A key concept in the original Unix operating system is the idea of a pipe. A pipe is an abstraction allowing data to be moved as an unstructured stream of bytes between programs. Using pipes, users can link together multiple programs to complete tasks, feeding data through several consecutive small programs. This contrasts with typical operating systems of the era, which require a single large program that can handle the entire task, or alternately, used files to pass data, which was resource-expensive and time-consuming.

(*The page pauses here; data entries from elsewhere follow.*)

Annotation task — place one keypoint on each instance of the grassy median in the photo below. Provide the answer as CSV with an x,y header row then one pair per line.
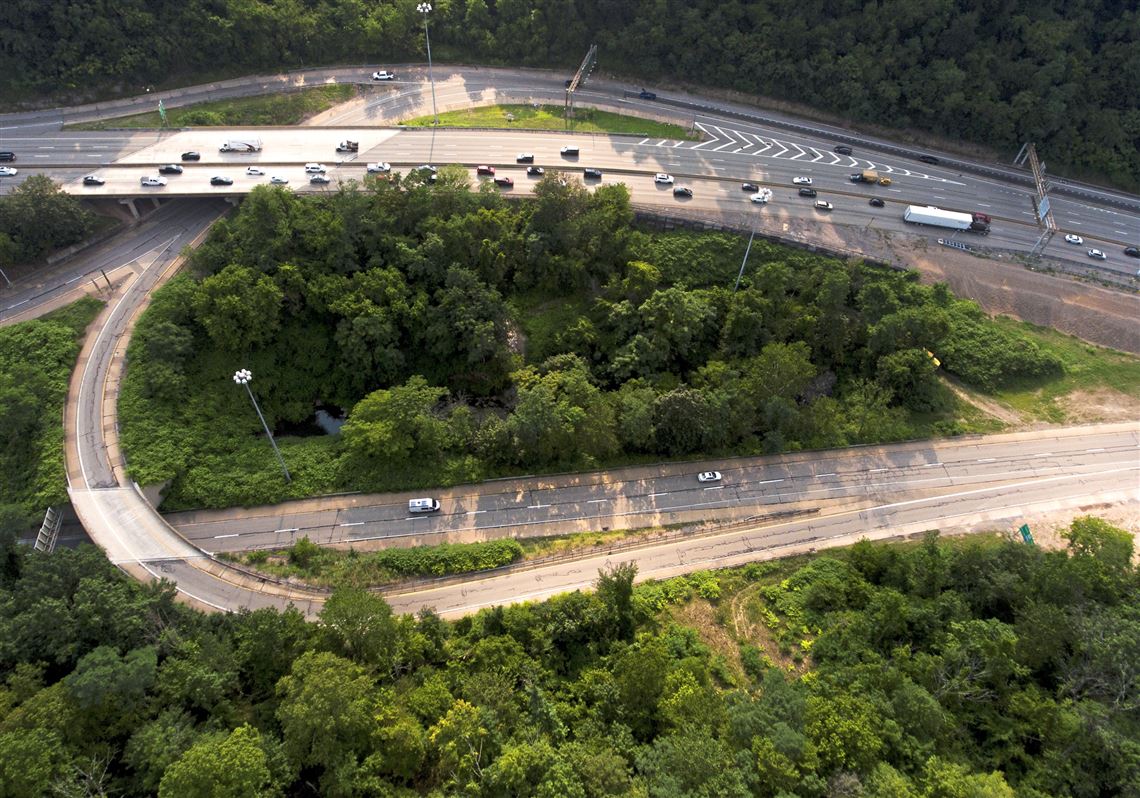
x,y
263,110
552,117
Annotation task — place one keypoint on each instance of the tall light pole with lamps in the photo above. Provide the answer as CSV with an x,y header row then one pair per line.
x,y
242,377
425,9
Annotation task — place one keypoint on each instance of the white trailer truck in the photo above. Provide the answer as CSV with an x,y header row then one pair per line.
x,y
241,146
936,217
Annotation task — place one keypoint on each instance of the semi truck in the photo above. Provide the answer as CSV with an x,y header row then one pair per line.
x,y
241,146
870,176
953,220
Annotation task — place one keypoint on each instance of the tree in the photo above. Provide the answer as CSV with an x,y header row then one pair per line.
x,y
389,426
327,710
221,766
239,309
359,625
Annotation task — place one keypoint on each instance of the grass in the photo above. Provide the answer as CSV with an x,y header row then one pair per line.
x,y
551,117
263,110
1088,367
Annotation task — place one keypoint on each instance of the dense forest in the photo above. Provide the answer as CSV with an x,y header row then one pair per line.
x,y
1056,72
470,336
978,668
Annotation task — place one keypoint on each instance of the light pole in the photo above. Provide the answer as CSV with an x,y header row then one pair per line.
x,y
425,9
242,377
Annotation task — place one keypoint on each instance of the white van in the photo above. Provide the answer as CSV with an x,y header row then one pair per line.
x,y
423,505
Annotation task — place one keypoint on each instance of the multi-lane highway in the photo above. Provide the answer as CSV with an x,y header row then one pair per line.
x,y
866,491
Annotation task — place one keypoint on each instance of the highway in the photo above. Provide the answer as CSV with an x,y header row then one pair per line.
x,y
666,495
877,493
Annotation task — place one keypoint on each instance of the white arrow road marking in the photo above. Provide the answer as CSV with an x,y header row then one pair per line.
x,y
707,132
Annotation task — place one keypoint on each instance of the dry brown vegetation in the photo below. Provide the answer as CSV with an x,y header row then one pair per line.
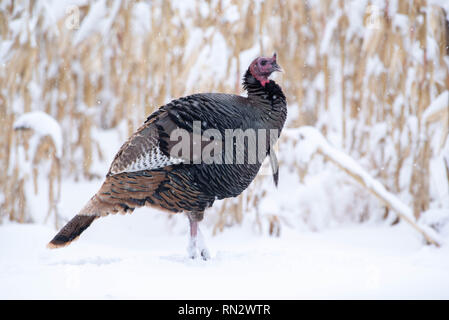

Pipes were built on the underlying input/output system. This system is, in turn, based on a model where drivers are expected to periodically "block" while they wait for tasks to complete. For instance, a printer driver might send a line of text to a line printer and then have nothing to do until the printer completes printing that line. In this case, the driver indicates that it was blocked, and the operating system allows some other program to run until the printer indicates it is ready for more data. In the pipes system the limited resource was memory, and when one program filled the memory assigned to the pipe, it would naturally block. Normally this would cause the consuming program to run, emptying the pipe again. In contrast to a file, where the entire file has to be read or written before the next program can use it, pipes made the movement of data across multiple programs occur in a piecemeal fashion without any programmer intervention.
However, implementing pipes in memory buffers forced data to be copied from program to program, a time-consuming and resource intensive operation. This made the pipe concept unsuitable for tasks where quick turnaround or low latency was needed, such as in most device drivers. The operating system's kernel and most core functionality was instead written in a single large program. When new functionality, such as computer networking, was added to the operating system, the size and complexity of the kernel grew, too.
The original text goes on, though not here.